Personally, I think it would look a whole lot better if the avatar was 100 x 100 to match the small style sig. If you have a 2 pixel border only on the top and bottom of the sig, I would do the same with the avatar.

That's not a big deal though, that's just what I like to do. Have everything match that is. Other then that man there is not a lot to critque on, it's very well done.


----------



## UFCFAN89 (Jan 20, 2010)

LOJ said:


> Personally, I think it would look a whole lot better if the avatar was 100 x 100 to match the small style sig. If you have a 2 pixel border only on the top and bottom of the sig, I would do the same with the avatar.
> 
> That's not a big deal though, that's just what I like to do. Have everything match that is. Other then that man there is not a lot to critque on, it's very well done.

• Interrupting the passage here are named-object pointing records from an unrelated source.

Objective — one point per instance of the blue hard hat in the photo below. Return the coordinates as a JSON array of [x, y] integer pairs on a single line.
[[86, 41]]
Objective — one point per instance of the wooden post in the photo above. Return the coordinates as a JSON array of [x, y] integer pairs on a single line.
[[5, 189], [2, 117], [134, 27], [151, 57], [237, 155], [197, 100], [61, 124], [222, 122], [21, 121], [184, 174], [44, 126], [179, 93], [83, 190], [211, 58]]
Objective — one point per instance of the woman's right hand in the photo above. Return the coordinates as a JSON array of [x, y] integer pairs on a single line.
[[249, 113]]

Yeah, kept thinking that the avatar was a little too big and was gonna see if anyone said anything haha.

Thanks much man, gotta spread rep :thumbsup:


----------



## Ground'N'Pound5 (Aug 7, 2009)

awesome dude, good job :thumbsup:


----------



## D.P. (Oct 8, 2008)

When I saw it, I went looking for whoever made it lol. It's great man. :thumbsup:


----------



## Sterling (Dec 14, 2006)

Love it


----------



## Danm2501 (Jun 22, 2009)

Love the Forrest sig, looked really nice with the avatar too. I have to say though, the Michael Scott avatar is better. You've got to love abit of Michael Scott. In-fact, I've taken inspiration from your avatar, and made one of my favourite Michael Scott persona; Date Mike. Nice to meet me. 

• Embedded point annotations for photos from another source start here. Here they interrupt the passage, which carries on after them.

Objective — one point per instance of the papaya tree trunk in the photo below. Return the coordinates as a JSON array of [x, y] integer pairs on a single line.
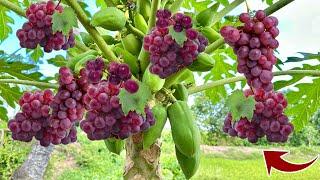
[[35, 165], [142, 164]]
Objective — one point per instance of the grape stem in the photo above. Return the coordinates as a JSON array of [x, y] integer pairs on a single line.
[[143, 56], [175, 6], [13, 7], [135, 31], [271, 9], [206, 86], [107, 52], [32, 83]]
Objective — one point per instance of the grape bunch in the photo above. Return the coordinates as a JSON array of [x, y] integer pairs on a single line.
[[34, 116], [67, 109], [254, 43], [91, 74], [166, 55], [105, 118], [38, 29], [268, 119]]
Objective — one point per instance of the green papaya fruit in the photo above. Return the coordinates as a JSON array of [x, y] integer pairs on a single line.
[[185, 133], [72, 62], [205, 17], [152, 134], [88, 40], [114, 145], [189, 165], [180, 92], [203, 63], [110, 18], [81, 63], [154, 82], [132, 44], [210, 34], [140, 23], [128, 58]]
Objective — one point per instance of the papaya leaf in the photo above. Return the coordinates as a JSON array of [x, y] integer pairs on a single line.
[[135, 102], [306, 56], [240, 106], [58, 61], [65, 21], [179, 37], [5, 21], [222, 69], [303, 103]]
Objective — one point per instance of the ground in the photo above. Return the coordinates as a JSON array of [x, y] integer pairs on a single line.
[[91, 160]]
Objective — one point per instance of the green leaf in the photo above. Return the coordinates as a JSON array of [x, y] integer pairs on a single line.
[[65, 21], [223, 2], [58, 61], [303, 103], [240, 106], [306, 56], [36, 54], [179, 37], [135, 102], [5, 20], [195, 4]]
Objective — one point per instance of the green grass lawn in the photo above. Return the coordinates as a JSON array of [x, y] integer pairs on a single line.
[[91, 160]]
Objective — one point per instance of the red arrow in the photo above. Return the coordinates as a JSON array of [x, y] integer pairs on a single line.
[[274, 159]]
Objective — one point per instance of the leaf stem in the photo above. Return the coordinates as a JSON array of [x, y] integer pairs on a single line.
[[221, 82], [26, 82], [175, 6], [135, 31], [276, 6], [103, 46], [13, 7], [143, 56]]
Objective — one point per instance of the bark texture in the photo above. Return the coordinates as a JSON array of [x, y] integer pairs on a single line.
[[35, 165], [142, 164]]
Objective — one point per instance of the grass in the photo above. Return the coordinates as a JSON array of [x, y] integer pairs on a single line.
[[91, 160]]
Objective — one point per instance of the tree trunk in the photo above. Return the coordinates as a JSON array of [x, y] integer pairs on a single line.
[[35, 165], [142, 164]]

Quick question also, how did you get what appears to be a film of colour over the image on the avatar? It makes it look so crisp and clear, looks awesome. A quick tip would be much appreciated for a PS noob such-as myself.

1 final thing. I would rep you back for that epic rep comment, but I've gotta spread some rep first. Thanks man (Y) Nice to meet me; How do you like your eggs in the morning?


----------